2. According to the insect pest identification and early warning method provided by the invention, firstly, insects are induced and captured, voice characteristics are identified through MFCC, the characteristic sound classification in the required insect sound sample is carried out through the Gaussian mixture model, the insect species is identified, and the identification is more accurate, comprehensive and reliable, so that the insect pest grade is accurately identified, the corresponding insect pest early warning is carried out, the labor intensity of workers is reduced, the identification accuracy rate of the insect pests is increased, the insect pest prevention effect is obviously improved, and the insect pest early warning is more intelligent and reliable.

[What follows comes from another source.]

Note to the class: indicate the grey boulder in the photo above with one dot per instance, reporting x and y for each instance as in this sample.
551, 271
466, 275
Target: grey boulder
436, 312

3. The crop insect automatic identification technology based on deep learning has the advantages of accurate identification, high intelligent degree and the like, on one hand, insect testers get rid of mechanical and tedious insect identification and statistics work, the defect of manual detection is reduced, human resources and time cost are saved, and the insect identification rate is improved; on the other hand, the method is also beneficial to protecting the ecological environment, ensures the food safety, enhances the sustainable development of agriculture, provides timely and effective information for the prevention and treatment of insects, and has great practical value.

Drawings

In order to more clearly illustrate the embodiments of the present invention or the technical solutions in the prior art, the drawings needed in the embodiments will be briefly described below, and it is obvious that the drawings in the following description are only some embodiments of the present invention, and it is obvious for those skilled in the art to obtain other drawings without creative efforts.

Fig. 1 is a flowchart of a method for insect identification based on whistling deep learning according to an embodiment of the present invention.

Detailed Description

For further explanation of the various embodiments, the drawings which form a part of the disclosure and which are incorporated in and constitute a part of this specification, illustrate embodiments and, together with the description, serve to explain the principles of operation of the embodiments, and to enable others of ordinary skill in the art to understand the various embodiments and advantages of the invention, and, by reference to these figures, reference is made to the accompanying drawings, which are not to scale and wherein like reference numerals generally refer to like elements.

According to the first embodiment of the invention, an insect identification method based on deep learning of sounding is provided.

The invention will be further described with reference to the accompanying drawings and specific embodiments, as shown in fig. 1, according to an embodiment of the invention, a method for identifying insects based on deep learning of whistling, the method for identifying insects comprises the following steps:

in one embodiment, the step of pre-treating the collected insect song sample and obtaining the desired insect song sample comprises the steps of:

specifically, the catching cage can be arranged on the ground head, two sides of a road, the front and the back of a house and the like, an inducer in the catching cage contains an inducer, the inducer comprises 20 insect sex attractants such as cotton bollworm, corn borer, striped rice borer, armyworm, pink rice borer, black cutworm, peach fruit borer and diamond back moth, as well as cotton pink bollworm, pear fruit borer, apple leaf roller, peach fruit borer, rice leaf roller, chilo suppressalis and the like, the lure core is prepared by fully mixing an artificial synthetic attractant and a proper carrier (polyethylene, a rubber tube, a rubber head and the like), and each lure core generally contains 20-500 micrograms of the sex attractant.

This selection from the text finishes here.